Saturday, February 06, 2016

Great Northern Junior

Firstly big apologies for the lack of recent blog updates, it has been a very busy time for me with all kinds of things going on in the background.

The winter weather continues to be very poor. This is certainly proving to be one of the worst winters for weather and light that I can remember. The weekends when I tend to do most of my photography have either been plagues with dark grey skies or strong winds or both. As I look out the window now this is exactly what I am seeing. My shutter finger is getting very itchy.

A couple of weeks back I did manage to catch a few moments of rare sunlight at the end of the afternoon and headed up to the local marine lake before the sun disappeared to have a quick session with the long-staying young Great Northern Diver. I love photographing all divers and still have one on the list to do which is the Black-throated variety, which is a stunningly beautiful bird. Something I hope to try rectify in the not so distant future but will probably require a summer trip up to Scandinavia.

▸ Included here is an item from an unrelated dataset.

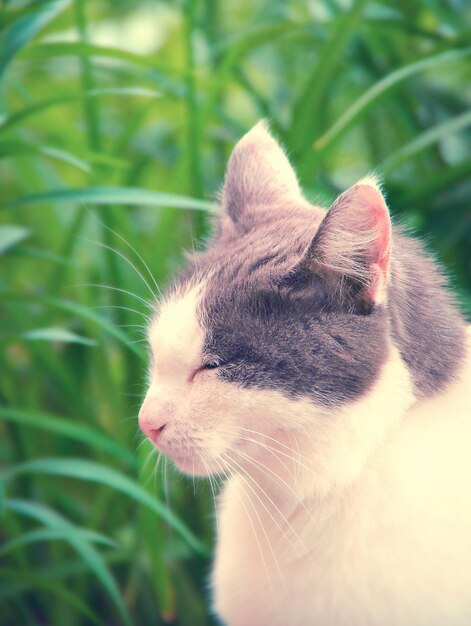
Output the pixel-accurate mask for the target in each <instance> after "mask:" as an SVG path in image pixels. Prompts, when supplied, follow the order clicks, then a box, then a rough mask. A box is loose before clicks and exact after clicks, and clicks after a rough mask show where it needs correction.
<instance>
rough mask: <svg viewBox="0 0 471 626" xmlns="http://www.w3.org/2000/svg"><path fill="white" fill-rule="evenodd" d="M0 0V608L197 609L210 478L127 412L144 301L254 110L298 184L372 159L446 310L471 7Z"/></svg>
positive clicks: (45, 622) (469, 291) (18, 610)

The young Great Northern Diver has been resident on the marine lake for many weeks, happily munching its way through the crab population. As with many long staying birds in very public places this one has become very accustomed to people, however has developed a tendency when surfacing or feeding to always be facing away from the perimeter footpath. So you always have to wait for it to turn before taking any photographs after which it usually shortly disappears underwater again. This is not the easiest lake to photograph birds as it covers a large area. However, it does have the benefit that around the majority of the lake it is easy to get close to water level on the surrounding path. Fortunately during my visit the bird decided to go foraging close to the footpath on the right side of the lake for the light direction.

Since visiting the bird its colouration has changed and it seems to be starting to develop a dark collar as it starts to slip towards the conversion into summer plumage. No doubt it will have long since departed before the conversion is complete. Unfortunately during my brief visit it was proving very unsuccessful in capturing crabs as I was hoping to get some feeding photos. However, the soft low winter light was wonderful and some very close encounters with the bird were had. Always such a joy to be in close proximity to one of these birds.

As a bit of extra news, I have recently booked this year's overseas trip and will be returning to the Varanger Peninsula in Arctic Norway at the beginning of June. Excited by the prospects of getting some ruff in breeding plumage back in front of the camera.